West also made clear that you cannot view white supremacy independent of imperialism, homophobia, and transphobia and other forms of oppression.
ER: Not to rehash any old negativity, I remember when some time ago you had criticized Dr. Michael Eric Dyson for comparing saying-and I’m paraphrasing-that Ta-Nehisi was our generation’s James Baldwin. What exactly was your issue with that?
West: Well one was you always had “Black fight back” at the center of Baldwin’s writings. When he went to the South in 1957, he was writing right alongside those who were risking death in a struggle against American Apartheid. What I see with my dear brother Coates is that he puts white supremacy at the center. He has such a deep pessimism that he doesn’t highlight the fight back or it having any major affect. So that it undercuts any kind of possibility of people really wanting to be in a long term struggle. The second thing is that James Baldwin began with the Liberal establishment but he rejected it. He went with Angela Davis and the Black Panther Party even when Eldridge Cleaver was trashing him. He went with those who were critical of the mainstream.

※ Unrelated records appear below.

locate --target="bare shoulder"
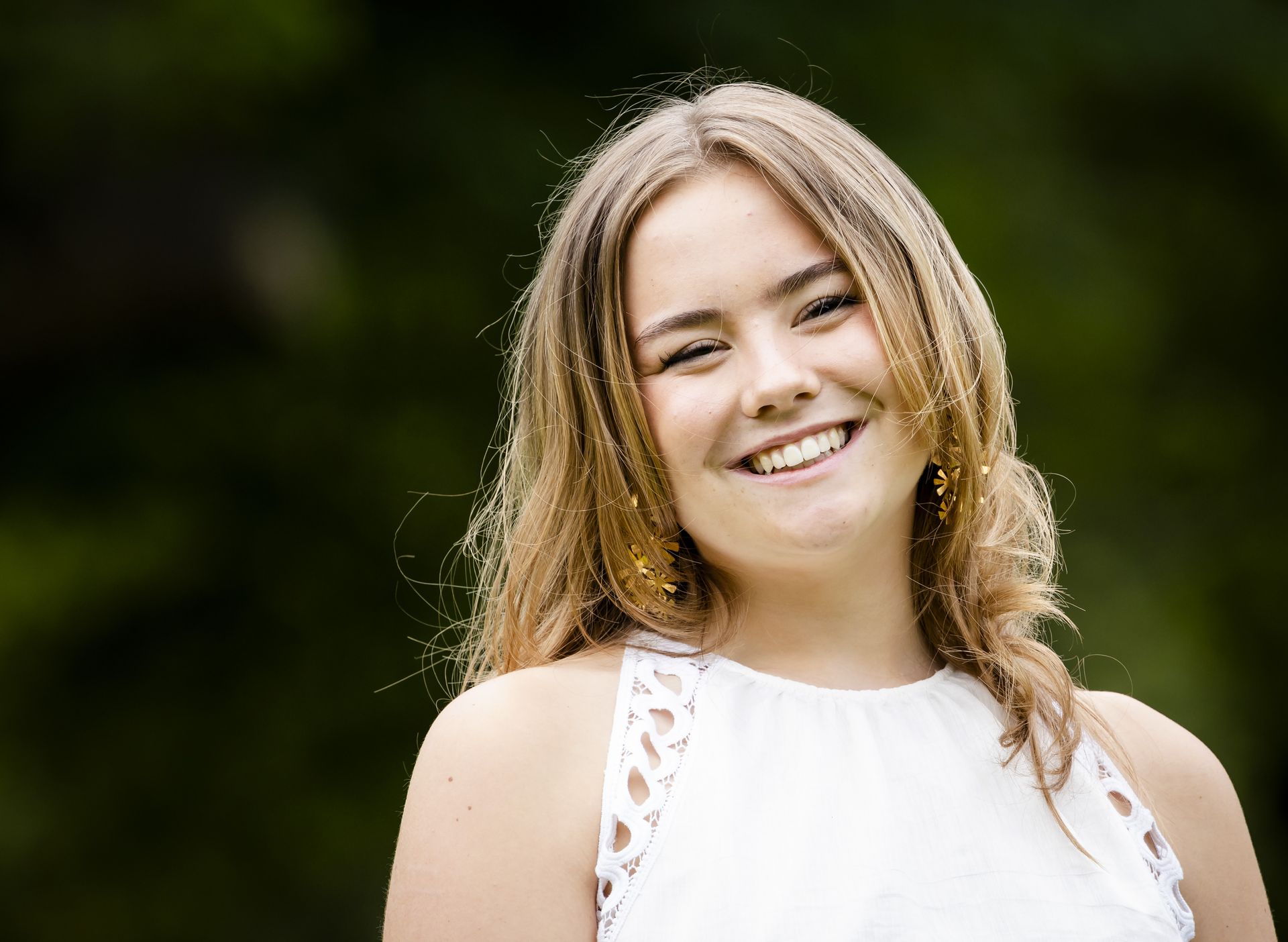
[384,651,621,942]
[1079,690,1275,942]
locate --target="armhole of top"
[1087,735,1194,942]
[595,636,706,942]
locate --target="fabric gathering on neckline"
[595,631,1195,942]
[630,629,961,702]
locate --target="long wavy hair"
[458,80,1136,857]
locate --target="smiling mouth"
[737,421,867,477]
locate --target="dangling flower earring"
[930,431,988,526]
[619,494,680,619]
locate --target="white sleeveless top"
[595,633,1194,942]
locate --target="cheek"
[640,382,715,472]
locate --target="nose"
[742,337,820,419]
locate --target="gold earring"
[930,431,988,526]
[619,494,680,617]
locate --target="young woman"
[385,83,1274,942]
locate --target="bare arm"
[1089,690,1275,942]
[384,670,602,942]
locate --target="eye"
[801,295,863,321]
[662,340,716,370]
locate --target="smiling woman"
[385,83,1273,942]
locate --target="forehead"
[623,165,832,322]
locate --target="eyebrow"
[635,256,850,347]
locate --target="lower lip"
[733,423,868,486]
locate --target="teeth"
[749,425,850,474]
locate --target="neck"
[721,513,943,690]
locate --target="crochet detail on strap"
[1091,741,1194,942]
[595,636,707,942]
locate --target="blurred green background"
[0,0,1288,939]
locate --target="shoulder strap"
[595,635,707,942]
[1085,735,1195,942]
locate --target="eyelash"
[662,295,863,370]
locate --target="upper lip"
[725,419,863,468]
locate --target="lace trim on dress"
[1088,737,1194,942]
[595,647,708,942]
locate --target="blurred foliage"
[0,0,1288,939]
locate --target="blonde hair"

West did acknowledge that although Coates is saying some things against white supremacy and the status quo, because he doesn’t express as harshly as he should, he (Coates) still remains the “darling of neoliberal mainstream”.
We asked West to respond to allegations by some who felt that he was “hating” on Coates.
ER: One of the questions raised to me by a well-known activist, who will remain unnamed at this time, was: “Why is Dr. West hating on a younger brother rather than mentoring him?”
West: I appreciate the question but I don’t believe I’m hating. When you criticize someone, that’s not a form of hating. When you criticize someone you’re trying to get them to see a perspective that can make them stronger. And this is true for anyone who comes out. Can you imagine when Clifford Brown came out and Miles Davis was sitting there listening to him and saying to himself, “This is a talented cat but he needs to check out Louie Armstrong and other elders.” It’s about a tradition, not about individuals. This movement is bigger than me and Coates.
ER: We see you took serious issue with Coates comparing Pres. Obama to Malcolm X.
West: Yeah, that really upset me. You can’t rebrand Malcolm into Obama. This is why I have to sit down and have a dialogue and ask him what he had in mind. Malcolm was a major black loving critic of a vicious U.S. empire.